If we then consider the green canvas, we have only used CSS styles to set the dimensions of this element. This means that the canvas occupies the same amount of screen space as the orange canvas. However, this time when we render the image using the same dimensions as we did for the orange canvas. We see that the image has become warped and the image width does not cover the whole width of the canvas. Similarly, the height is also not quite the way we would expect it to be.

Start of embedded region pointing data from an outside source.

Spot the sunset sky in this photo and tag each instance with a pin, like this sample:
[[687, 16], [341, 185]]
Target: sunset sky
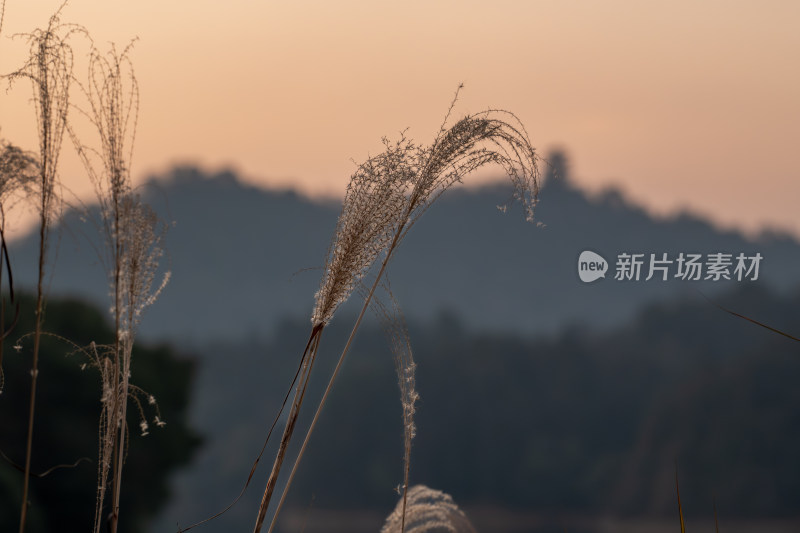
[[684, 104]]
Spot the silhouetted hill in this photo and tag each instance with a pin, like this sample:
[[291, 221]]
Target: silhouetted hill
[[583, 424], [238, 253]]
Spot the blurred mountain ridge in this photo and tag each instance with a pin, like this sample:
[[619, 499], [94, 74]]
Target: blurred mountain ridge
[[241, 257]]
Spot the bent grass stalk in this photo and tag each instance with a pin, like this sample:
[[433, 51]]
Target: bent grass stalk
[[387, 194], [49, 68]]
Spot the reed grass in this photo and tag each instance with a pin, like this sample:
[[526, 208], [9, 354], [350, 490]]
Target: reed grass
[[49, 69], [133, 236], [385, 197]]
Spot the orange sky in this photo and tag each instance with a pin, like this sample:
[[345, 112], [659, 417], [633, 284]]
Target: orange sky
[[682, 103]]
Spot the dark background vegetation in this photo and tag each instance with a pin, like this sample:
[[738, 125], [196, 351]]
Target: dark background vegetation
[[67, 416]]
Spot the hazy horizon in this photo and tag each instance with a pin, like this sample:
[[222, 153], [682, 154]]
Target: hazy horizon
[[684, 106]]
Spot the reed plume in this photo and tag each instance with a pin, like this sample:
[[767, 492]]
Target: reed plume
[[133, 237], [385, 197], [428, 511], [49, 69]]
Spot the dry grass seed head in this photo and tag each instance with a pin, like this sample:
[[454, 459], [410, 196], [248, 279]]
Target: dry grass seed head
[[49, 69], [389, 192]]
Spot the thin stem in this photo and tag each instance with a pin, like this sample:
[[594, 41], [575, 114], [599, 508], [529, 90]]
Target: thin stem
[[346, 349], [309, 355], [35, 366]]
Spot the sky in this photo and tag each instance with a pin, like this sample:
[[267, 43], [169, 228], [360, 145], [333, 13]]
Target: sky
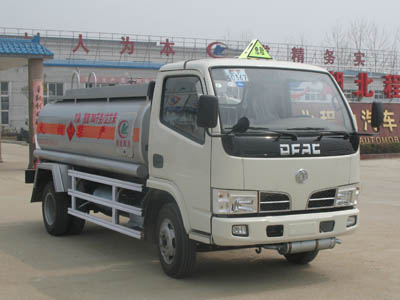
[[270, 21]]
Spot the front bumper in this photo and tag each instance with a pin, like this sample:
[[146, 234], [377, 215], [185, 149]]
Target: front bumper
[[295, 228]]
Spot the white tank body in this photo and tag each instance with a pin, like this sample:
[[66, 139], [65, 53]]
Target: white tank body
[[109, 123]]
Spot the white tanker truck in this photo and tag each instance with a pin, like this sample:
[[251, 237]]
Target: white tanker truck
[[215, 155]]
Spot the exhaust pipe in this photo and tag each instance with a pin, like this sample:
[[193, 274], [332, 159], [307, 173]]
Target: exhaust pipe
[[304, 246]]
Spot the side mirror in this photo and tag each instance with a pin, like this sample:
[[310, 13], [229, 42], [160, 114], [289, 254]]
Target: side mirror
[[207, 111], [377, 115], [150, 90]]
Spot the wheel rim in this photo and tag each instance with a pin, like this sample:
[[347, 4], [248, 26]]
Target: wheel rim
[[50, 209], [167, 241]]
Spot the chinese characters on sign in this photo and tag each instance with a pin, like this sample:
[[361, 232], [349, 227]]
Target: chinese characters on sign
[[128, 45], [298, 54], [363, 81], [329, 57], [339, 78], [358, 59], [95, 118], [390, 131], [392, 86], [80, 44], [37, 86]]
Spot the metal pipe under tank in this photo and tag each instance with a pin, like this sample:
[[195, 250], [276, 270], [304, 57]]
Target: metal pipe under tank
[[95, 163]]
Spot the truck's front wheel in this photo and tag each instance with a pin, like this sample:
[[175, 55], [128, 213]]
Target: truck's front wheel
[[176, 251], [55, 211]]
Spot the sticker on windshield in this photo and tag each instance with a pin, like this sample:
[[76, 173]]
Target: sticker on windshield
[[236, 75]]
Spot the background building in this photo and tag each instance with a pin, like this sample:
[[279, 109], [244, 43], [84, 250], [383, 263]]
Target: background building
[[117, 58]]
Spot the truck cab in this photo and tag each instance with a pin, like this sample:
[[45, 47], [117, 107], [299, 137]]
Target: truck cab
[[293, 169]]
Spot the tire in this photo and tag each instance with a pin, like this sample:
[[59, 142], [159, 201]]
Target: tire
[[55, 211], [177, 253], [301, 258]]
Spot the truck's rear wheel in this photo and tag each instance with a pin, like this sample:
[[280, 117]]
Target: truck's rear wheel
[[302, 258], [176, 251], [55, 211]]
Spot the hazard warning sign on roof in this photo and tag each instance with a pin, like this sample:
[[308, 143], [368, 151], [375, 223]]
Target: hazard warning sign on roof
[[255, 50]]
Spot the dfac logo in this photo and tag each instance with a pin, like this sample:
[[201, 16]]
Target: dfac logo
[[123, 129], [302, 149], [217, 50]]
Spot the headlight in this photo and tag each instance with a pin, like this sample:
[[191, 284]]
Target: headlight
[[234, 202], [347, 195]]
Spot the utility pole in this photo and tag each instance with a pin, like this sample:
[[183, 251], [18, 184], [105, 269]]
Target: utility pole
[[1, 160]]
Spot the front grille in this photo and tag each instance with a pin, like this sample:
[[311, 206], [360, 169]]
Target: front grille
[[270, 202], [322, 199]]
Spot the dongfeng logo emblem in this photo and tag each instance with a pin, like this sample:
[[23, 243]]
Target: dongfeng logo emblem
[[301, 176]]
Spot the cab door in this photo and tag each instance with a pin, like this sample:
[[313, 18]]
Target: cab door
[[180, 151]]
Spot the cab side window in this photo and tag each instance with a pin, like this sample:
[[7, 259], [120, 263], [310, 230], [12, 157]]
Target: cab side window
[[179, 106]]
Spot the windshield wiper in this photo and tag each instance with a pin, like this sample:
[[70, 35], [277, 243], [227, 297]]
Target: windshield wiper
[[279, 133], [323, 132], [243, 125]]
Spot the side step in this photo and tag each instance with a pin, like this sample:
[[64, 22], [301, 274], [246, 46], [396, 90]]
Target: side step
[[113, 203]]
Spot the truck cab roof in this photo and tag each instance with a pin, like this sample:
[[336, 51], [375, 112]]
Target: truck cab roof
[[205, 64]]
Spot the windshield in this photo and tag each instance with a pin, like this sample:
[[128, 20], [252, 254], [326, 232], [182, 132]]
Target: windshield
[[276, 99]]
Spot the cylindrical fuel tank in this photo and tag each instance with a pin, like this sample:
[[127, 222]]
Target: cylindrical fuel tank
[[108, 123]]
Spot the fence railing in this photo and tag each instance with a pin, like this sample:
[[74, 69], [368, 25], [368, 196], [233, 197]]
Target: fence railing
[[103, 46]]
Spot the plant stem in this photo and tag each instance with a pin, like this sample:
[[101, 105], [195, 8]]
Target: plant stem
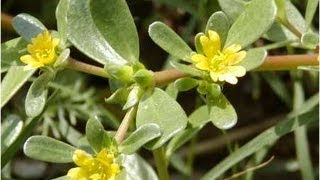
[[123, 128], [161, 163], [87, 68]]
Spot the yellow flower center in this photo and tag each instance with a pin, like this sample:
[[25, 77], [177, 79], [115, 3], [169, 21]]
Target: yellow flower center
[[220, 64], [41, 51], [101, 167]]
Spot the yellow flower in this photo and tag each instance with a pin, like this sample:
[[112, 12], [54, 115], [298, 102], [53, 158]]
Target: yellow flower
[[41, 51], [221, 64], [100, 167]]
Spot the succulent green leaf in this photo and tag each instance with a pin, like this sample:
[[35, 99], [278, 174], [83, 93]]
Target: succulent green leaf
[[48, 149], [308, 113], [310, 40], [219, 22], [11, 51], [95, 43], [256, 19], [27, 26], [62, 20], [161, 109], [136, 168], [139, 137], [200, 116], [254, 58], [95, 134], [233, 8], [37, 95], [185, 84], [133, 97], [310, 11], [10, 130], [13, 81], [222, 113], [168, 40], [180, 139]]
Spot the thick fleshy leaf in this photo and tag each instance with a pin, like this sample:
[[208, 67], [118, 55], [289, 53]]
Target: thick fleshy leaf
[[185, 84], [10, 130], [136, 168], [310, 40], [37, 95], [11, 151], [268, 137], [294, 17], [219, 22], [254, 58], [139, 137], [110, 33], [168, 40], [278, 32], [27, 26], [200, 116], [252, 23], [233, 8], [48, 149], [222, 113], [11, 51], [161, 109], [310, 11], [95, 134], [13, 81], [62, 20], [180, 139]]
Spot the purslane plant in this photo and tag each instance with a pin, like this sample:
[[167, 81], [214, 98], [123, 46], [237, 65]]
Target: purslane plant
[[224, 53]]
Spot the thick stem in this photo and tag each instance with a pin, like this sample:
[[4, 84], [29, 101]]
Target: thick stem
[[161, 163], [123, 128], [87, 68]]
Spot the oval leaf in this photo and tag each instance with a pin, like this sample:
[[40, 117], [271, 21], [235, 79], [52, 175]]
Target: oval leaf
[[48, 149], [10, 130], [139, 137], [95, 134], [136, 168], [168, 40], [254, 58], [95, 43], [200, 116], [37, 95], [252, 23], [222, 113], [27, 26], [13, 81], [164, 111]]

The reason the green canvas does not appear as we expect is that there is a misalignment between the canvas coordinate space and the screen coordinates. For the orange canvas, we have a canvas with canvas coordinates width of 240px and a screen width of 240px. However, for the green canvas we have the default canvas coordinates width of 300px drawn on the screen with width of 240px

There are a couple of ways that we could change the green canvas to produce the correct results. We could either add width and height attributes to the green canvas so that once again the canvas coordinates and the screen coordinates were at the correct ratio. Alternatively, we could change the drawImage command so that it covered the whole of the canvas by changing it to ctx2.drawImage(img, 0, 0, 300, 150).